Internet-organisaties uit de particuliere sector moeten het voortouw nemen bij het ontwikkelen van sancties tegen Rusland. Het geeft geen pas om het initiatief aan de overheid te laten, te meer omdat discussie dan te laat is. Juist praktijkmensen weten welke maatregelen proportioneel en werkbaar zijn om burgers te verbinden en schadelijke actoren buiten te sluiten. Dit stelt Niels ten Oever, onderzoeker aan de Universiteit van Amsterdam.
Ten Oever doet dat als mede-ondertekenaar van het manifest waarin internet-organisaties en individuen reageren op een eerdere oproep van Andrii Nabok. Deze Oekraïense vertegenwoordiger in de ICANN (beheer van dns en ip-adressen) had gevraagd Rusland af te snijden van internet.
Ten Oever verzet zich tegen de gedachte dat de internetsector zich afzijdig moet houden. Ten Oever: ‘Het is gemakkelijk om te zeggen dat internetbedrijven toch vooral neutraal moeten zijn.’ Volgens hem is neutraliteit ook positie kiezen. ‘Want daarmee sta je toe dat de volledige connectie-infrastructuur van een land als Oekraïne wordt vernietigd.’

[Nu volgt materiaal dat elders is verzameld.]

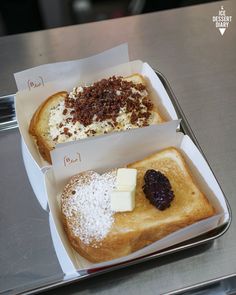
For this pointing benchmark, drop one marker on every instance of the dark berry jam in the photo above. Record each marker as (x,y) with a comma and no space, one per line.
(157,189)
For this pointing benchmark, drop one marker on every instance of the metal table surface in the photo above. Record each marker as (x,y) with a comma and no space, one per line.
(200,65)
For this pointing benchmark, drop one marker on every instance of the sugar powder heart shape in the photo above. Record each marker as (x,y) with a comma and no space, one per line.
(86,204)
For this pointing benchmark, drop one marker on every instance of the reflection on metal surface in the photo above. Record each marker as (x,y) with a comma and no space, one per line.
(8,104)
(7,113)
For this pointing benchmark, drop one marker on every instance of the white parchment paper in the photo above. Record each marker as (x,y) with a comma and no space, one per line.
(158,138)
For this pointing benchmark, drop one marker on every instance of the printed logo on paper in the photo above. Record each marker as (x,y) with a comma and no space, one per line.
(222,20)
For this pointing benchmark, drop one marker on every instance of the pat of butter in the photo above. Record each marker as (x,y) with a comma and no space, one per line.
(122,201)
(126,179)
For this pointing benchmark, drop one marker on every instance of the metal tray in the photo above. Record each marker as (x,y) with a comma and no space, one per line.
(9,122)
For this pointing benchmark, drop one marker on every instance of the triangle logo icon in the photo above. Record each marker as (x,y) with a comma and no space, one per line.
(222,30)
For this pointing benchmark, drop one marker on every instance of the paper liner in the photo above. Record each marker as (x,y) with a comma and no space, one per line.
(28,100)
(162,136)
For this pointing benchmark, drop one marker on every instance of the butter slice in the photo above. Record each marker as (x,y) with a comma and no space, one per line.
(126,179)
(122,201)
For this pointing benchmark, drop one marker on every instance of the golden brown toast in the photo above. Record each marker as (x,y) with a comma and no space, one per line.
(131,231)
(40,126)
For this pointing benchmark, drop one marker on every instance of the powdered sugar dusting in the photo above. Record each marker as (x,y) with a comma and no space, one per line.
(87,206)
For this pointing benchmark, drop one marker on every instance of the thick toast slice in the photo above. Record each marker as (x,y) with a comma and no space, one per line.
(40,126)
(146,224)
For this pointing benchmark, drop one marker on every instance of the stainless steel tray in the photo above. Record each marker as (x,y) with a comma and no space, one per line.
(9,122)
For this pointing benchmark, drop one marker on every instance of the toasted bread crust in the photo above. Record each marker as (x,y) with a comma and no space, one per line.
(146,224)
(39,116)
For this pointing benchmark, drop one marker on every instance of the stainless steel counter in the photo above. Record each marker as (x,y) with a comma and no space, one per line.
(200,65)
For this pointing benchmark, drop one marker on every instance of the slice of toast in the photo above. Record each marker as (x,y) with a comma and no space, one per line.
(131,231)
(40,129)
(39,126)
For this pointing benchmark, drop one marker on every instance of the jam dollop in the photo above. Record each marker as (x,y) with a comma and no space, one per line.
(157,189)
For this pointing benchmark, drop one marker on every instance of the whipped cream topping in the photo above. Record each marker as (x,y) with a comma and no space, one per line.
(86,202)
(134,111)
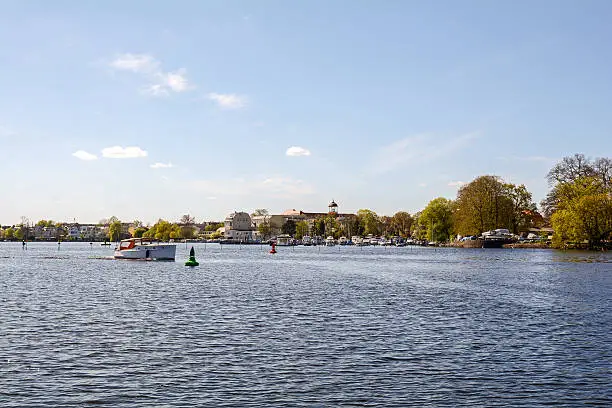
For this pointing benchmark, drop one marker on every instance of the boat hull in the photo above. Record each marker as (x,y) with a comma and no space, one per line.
(154,252)
(495,243)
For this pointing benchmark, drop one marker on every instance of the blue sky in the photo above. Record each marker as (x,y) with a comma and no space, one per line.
(148,109)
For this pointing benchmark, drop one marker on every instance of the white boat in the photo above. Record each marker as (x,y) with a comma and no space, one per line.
(146,249)
(284,240)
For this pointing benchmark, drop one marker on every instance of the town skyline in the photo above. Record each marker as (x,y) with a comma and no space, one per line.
(220,106)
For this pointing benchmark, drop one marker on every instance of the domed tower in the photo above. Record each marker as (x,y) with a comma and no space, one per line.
(333,208)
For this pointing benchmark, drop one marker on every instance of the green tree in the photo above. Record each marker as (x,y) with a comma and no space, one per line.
(301,229)
(163,231)
(438,219)
(401,224)
(482,205)
(569,170)
(583,213)
(521,207)
(19,233)
(289,227)
(259,212)
(187,220)
(187,231)
(114,230)
(369,222)
(139,232)
(9,234)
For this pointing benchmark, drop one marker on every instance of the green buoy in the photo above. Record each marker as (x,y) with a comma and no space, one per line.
(191,261)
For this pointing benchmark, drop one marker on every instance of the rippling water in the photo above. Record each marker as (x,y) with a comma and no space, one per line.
(309,326)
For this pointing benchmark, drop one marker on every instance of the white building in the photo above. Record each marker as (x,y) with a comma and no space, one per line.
(239,227)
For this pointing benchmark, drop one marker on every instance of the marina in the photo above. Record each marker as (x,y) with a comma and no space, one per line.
(421,326)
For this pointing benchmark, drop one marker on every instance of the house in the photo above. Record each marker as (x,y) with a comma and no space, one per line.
(238,226)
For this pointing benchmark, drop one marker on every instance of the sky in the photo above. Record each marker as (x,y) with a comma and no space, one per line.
(155,109)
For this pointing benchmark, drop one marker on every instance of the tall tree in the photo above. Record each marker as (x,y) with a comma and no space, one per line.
(301,229)
(521,208)
(583,213)
(438,219)
(482,205)
(401,223)
(187,220)
(265,229)
(569,170)
(114,230)
(260,211)
(369,221)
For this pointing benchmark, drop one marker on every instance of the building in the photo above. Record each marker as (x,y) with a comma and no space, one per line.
(277,221)
(238,226)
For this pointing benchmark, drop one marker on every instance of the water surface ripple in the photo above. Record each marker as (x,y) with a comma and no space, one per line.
(312,326)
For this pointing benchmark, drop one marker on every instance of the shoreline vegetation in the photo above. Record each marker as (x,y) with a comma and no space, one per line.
(576,213)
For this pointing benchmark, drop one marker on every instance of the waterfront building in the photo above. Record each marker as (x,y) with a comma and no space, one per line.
(238,226)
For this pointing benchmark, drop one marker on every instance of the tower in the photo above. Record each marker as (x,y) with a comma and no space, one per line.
(333,208)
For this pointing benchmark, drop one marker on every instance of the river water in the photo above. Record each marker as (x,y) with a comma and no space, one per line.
(309,326)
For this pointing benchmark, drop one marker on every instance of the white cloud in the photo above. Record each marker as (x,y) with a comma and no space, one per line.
(176,81)
(417,150)
(228,101)
(162,166)
(540,159)
(161,83)
(275,186)
(5,131)
(140,63)
(297,151)
(83,155)
(118,152)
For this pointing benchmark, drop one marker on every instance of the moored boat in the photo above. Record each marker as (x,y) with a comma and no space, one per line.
(145,249)
(497,238)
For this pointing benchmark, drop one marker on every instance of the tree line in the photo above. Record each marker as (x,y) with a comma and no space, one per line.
(578,207)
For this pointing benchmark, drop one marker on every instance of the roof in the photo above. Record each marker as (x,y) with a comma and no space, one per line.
(292,212)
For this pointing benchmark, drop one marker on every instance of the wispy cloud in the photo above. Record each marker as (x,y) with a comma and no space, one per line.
(273,186)
(417,150)
(162,166)
(160,82)
(139,63)
(5,131)
(118,152)
(228,101)
(534,159)
(297,151)
(83,155)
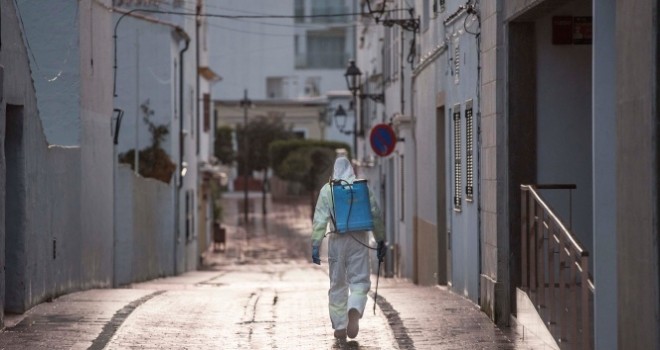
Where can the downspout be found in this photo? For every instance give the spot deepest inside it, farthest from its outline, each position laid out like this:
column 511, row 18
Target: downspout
column 177, row 190
column 197, row 25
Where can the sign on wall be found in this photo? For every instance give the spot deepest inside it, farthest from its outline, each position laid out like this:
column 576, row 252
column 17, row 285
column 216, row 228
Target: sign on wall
column 382, row 140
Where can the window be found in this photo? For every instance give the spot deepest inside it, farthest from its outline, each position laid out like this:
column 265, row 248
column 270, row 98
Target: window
column 387, row 55
column 457, row 157
column 439, row 6
column 328, row 7
column 299, row 10
column 469, row 159
column 457, row 62
column 326, row 49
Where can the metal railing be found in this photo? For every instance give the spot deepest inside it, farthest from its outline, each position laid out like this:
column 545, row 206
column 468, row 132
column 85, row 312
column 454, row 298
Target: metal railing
column 555, row 271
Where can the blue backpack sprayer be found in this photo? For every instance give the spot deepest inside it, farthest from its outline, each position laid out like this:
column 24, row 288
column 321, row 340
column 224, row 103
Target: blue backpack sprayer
column 351, row 211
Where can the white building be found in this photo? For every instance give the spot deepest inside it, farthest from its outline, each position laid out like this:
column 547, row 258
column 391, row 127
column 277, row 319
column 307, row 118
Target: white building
column 511, row 93
column 162, row 73
column 56, row 188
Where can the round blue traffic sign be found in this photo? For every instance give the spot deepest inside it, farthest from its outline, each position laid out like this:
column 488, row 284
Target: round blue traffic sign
column 382, row 139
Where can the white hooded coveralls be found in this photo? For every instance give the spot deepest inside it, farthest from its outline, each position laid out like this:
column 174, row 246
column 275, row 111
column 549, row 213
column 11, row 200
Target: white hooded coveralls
column 348, row 259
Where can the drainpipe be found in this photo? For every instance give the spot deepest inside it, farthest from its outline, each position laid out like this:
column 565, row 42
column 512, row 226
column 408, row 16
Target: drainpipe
column 177, row 194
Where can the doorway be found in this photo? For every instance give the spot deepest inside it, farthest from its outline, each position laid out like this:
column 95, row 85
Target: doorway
column 15, row 215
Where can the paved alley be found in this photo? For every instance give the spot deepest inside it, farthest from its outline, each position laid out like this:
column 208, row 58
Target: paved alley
column 260, row 292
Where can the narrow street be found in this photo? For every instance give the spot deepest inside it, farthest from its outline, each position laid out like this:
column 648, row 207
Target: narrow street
column 261, row 292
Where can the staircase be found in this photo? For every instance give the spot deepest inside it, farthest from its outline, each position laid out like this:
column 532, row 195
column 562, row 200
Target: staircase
column 555, row 272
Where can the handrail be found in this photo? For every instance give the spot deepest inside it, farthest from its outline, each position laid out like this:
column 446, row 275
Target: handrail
column 551, row 213
column 550, row 251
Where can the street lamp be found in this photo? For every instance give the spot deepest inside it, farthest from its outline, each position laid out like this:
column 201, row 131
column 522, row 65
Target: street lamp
column 353, row 76
column 245, row 103
column 340, row 119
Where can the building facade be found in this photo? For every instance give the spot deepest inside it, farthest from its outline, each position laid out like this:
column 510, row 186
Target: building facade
column 57, row 213
column 499, row 94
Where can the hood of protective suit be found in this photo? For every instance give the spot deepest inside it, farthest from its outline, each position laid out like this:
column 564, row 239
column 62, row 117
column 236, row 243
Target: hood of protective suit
column 343, row 170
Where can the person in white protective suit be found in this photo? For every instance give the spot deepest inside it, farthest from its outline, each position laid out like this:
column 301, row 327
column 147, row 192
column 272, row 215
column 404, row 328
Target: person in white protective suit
column 348, row 256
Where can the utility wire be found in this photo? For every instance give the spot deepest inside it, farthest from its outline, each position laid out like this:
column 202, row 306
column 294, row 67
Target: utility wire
column 217, row 15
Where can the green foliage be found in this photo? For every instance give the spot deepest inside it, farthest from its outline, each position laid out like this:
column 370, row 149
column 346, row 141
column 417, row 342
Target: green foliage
column 223, row 148
column 260, row 132
column 154, row 162
column 308, row 162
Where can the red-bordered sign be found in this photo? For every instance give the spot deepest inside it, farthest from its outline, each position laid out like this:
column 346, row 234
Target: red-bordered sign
column 382, row 139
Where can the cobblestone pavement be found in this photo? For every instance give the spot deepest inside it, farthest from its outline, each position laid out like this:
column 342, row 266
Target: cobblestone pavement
column 261, row 292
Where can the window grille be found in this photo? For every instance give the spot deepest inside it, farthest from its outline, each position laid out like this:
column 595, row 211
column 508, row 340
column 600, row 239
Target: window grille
column 457, row 157
column 457, row 62
column 469, row 148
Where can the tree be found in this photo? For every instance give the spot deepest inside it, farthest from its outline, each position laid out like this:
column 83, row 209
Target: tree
column 261, row 131
column 154, row 161
column 308, row 162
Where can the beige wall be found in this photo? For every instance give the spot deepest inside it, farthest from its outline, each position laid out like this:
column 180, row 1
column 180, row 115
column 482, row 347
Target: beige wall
column 300, row 117
column 427, row 252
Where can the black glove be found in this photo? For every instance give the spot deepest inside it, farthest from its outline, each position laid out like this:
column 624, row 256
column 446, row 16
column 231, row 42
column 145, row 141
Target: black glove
column 315, row 255
column 380, row 251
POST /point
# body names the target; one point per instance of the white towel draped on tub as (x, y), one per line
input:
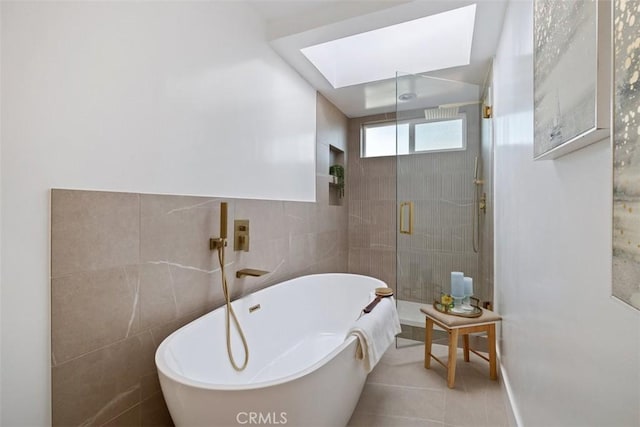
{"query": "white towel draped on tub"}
(376, 331)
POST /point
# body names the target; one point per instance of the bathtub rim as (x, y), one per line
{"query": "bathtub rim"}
(166, 371)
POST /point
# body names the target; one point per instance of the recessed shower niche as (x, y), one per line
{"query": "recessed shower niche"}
(336, 176)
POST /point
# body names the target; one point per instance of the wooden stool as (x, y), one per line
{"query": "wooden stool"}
(455, 326)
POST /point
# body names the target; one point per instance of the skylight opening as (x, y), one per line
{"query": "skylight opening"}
(431, 43)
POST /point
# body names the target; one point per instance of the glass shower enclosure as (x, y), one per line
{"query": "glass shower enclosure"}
(439, 187)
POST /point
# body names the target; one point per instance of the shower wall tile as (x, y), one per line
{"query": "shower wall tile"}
(129, 269)
(441, 188)
(93, 231)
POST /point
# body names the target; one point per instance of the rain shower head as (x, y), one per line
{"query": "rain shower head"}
(440, 113)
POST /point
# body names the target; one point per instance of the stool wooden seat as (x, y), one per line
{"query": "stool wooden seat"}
(455, 326)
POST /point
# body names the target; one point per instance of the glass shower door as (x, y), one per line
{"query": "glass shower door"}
(437, 142)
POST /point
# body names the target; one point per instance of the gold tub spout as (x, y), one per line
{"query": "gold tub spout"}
(250, 272)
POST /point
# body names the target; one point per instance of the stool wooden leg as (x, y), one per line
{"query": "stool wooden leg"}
(465, 337)
(453, 352)
(491, 337)
(428, 337)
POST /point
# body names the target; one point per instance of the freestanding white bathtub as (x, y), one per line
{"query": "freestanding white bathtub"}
(302, 370)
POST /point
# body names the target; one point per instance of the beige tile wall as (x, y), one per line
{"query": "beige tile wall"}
(128, 269)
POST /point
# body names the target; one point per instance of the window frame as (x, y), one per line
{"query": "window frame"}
(412, 134)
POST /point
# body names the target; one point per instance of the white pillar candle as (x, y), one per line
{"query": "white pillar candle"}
(457, 284)
(468, 286)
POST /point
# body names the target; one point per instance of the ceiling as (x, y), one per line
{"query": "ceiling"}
(296, 24)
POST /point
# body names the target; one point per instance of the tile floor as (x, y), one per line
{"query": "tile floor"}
(400, 393)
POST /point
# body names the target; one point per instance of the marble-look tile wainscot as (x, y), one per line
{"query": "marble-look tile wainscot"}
(128, 269)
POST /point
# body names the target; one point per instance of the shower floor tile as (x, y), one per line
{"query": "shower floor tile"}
(400, 392)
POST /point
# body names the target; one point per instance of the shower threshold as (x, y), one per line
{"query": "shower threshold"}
(410, 314)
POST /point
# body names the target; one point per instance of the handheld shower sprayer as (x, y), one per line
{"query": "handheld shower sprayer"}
(479, 204)
(218, 244)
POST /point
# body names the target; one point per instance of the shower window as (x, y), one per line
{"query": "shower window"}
(413, 136)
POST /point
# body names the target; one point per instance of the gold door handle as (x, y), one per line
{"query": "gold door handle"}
(406, 218)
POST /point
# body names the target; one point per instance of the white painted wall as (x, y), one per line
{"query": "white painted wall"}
(570, 352)
(158, 97)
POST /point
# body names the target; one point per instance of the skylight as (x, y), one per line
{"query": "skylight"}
(431, 43)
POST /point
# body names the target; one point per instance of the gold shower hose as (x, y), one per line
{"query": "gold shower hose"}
(229, 312)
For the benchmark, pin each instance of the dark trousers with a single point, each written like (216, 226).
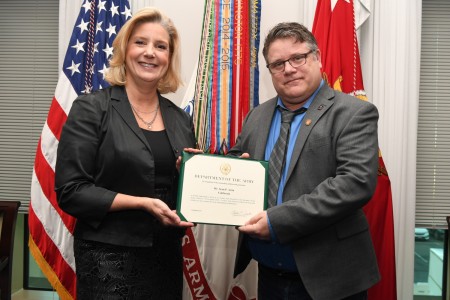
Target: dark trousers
(275, 285)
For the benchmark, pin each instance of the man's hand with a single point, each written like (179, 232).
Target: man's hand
(257, 226)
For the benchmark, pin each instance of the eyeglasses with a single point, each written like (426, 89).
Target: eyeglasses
(295, 61)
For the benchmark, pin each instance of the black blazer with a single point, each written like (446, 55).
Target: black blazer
(102, 152)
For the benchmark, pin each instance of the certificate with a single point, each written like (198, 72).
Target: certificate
(215, 189)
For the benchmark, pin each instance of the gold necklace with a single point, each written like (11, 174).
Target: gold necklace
(148, 124)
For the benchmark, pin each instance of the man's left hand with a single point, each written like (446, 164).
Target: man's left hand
(257, 227)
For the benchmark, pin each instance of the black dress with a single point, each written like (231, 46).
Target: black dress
(106, 271)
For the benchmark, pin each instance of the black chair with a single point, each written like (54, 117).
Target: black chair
(8, 216)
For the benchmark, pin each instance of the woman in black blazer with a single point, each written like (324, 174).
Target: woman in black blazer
(116, 169)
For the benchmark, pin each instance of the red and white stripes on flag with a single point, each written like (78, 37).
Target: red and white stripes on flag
(226, 88)
(51, 230)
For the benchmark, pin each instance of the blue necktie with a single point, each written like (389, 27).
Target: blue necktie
(277, 158)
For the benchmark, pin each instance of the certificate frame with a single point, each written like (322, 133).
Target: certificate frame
(221, 190)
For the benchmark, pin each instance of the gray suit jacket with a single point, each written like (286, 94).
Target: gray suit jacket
(331, 176)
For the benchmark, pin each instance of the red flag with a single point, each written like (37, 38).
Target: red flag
(335, 32)
(51, 229)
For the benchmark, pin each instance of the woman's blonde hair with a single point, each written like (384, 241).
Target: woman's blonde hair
(117, 71)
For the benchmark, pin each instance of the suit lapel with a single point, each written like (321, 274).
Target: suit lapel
(263, 127)
(321, 103)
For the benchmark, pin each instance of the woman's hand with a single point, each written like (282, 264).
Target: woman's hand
(164, 214)
(189, 150)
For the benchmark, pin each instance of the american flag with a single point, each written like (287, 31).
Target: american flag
(86, 60)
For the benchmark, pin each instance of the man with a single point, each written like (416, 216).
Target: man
(314, 242)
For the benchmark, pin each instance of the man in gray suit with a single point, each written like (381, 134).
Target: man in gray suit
(314, 242)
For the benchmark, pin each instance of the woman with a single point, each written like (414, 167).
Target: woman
(116, 169)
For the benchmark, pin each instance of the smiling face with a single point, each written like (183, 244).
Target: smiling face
(147, 54)
(294, 85)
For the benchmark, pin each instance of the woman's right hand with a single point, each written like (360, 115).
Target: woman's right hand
(164, 214)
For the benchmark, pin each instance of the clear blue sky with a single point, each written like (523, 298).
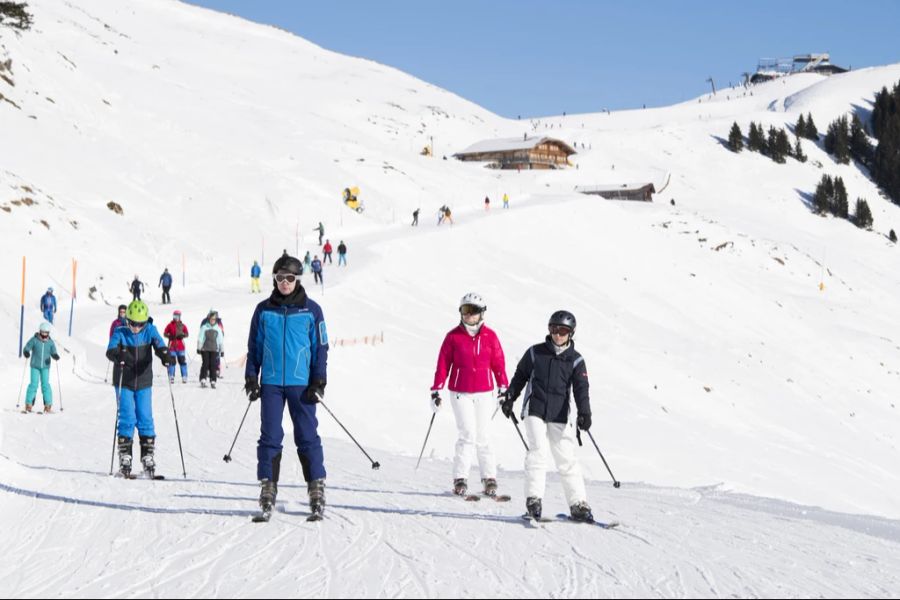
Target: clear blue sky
(533, 58)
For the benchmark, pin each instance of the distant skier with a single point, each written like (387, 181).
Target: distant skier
(472, 356)
(210, 346)
(547, 373)
(40, 349)
(255, 273)
(287, 356)
(176, 331)
(165, 281)
(137, 288)
(317, 271)
(130, 348)
(48, 305)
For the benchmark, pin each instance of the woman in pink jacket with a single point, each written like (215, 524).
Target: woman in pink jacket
(472, 357)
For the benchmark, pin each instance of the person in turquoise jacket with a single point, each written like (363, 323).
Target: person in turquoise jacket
(40, 349)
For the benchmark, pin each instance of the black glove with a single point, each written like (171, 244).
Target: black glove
(251, 388)
(584, 421)
(316, 390)
(506, 406)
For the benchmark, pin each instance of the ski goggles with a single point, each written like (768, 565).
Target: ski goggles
(560, 330)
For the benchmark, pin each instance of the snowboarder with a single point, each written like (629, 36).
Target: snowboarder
(175, 332)
(43, 349)
(210, 346)
(550, 370)
(48, 305)
(317, 271)
(472, 356)
(288, 345)
(165, 281)
(255, 272)
(130, 348)
(137, 288)
(119, 320)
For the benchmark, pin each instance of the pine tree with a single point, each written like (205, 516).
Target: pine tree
(840, 202)
(811, 132)
(800, 127)
(863, 218)
(798, 151)
(735, 138)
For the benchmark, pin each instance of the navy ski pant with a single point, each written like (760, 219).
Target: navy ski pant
(306, 436)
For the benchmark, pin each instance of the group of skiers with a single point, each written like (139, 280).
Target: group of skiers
(287, 358)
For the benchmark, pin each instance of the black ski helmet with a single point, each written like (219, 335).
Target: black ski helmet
(564, 318)
(287, 264)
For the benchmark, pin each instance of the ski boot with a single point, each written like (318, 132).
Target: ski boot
(124, 446)
(148, 446)
(533, 508)
(316, 491)
(580, 511)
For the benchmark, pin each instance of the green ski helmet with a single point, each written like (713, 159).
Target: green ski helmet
(137, 311)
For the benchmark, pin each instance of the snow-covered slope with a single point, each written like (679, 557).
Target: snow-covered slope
(718, 365)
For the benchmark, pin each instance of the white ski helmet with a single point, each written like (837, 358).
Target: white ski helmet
(473, 299)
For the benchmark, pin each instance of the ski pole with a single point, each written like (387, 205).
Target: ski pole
(177, 430)
(433, 415)
(118, 408)
(59, 385)
(227, 457)
(375, 464)
(616, 483)
(519, 431)
(22, 384)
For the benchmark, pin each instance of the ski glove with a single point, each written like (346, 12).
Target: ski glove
(251, 388)
(316, 390)
(584, 421)
(507, 406)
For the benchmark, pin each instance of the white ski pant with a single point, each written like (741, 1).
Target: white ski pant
(559, 439)
(473, 419)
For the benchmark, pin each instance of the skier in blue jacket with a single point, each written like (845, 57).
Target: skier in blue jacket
(48, 305)
(40, 349)
(287, 356)
(133, 347)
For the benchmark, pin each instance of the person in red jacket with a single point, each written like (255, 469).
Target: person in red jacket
(473, 358)
(175, 332)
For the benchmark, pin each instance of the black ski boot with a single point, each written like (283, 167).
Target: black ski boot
(124, 445)
(580, 511)
(148, 446)
(316, 490)
(533, 508)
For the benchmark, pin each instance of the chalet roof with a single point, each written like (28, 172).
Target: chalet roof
(512, 144)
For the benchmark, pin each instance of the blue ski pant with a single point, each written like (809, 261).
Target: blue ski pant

De geschiedenis leert dat sancties vaak onvoorziene problemen geven. ‘Meestal gaat het in de implementatie fout,’ aldus de Amsterdamse onderzoeker. ‘Ook nu zien we bijvoorbeeld dat de London Internet Exchange complete Russische netwerken heeft uitgesloten op basis van sancties. Dit soort maatregelen kunnen enorme consequenties hebben voor burgers die internet nu meer dan ooit nodig hebben, zowel in Rusland als de Oekraïne.
Vrijwillig
Als betrokken bedrijven en andere organisaties zelf met voorstellen komen dan wordt de kans op onbedoelde effecten kleiner. De sector zelf weet als geen ander wat werkt. Ook kan men alternatieven aandragen voor preciezere maatregelen. Het vrijwillig nemen van maatregelen die door de sector worden ondersteunt werkt altijd beter dan dwang van bovenaf. Een multi-stakeholder-aanpak, dus samenwerking tussen overheden, bedrijven, onderzoekers en het maatschappelijke middenveld werkt bij sancties het beste’, aldus Ten Oever.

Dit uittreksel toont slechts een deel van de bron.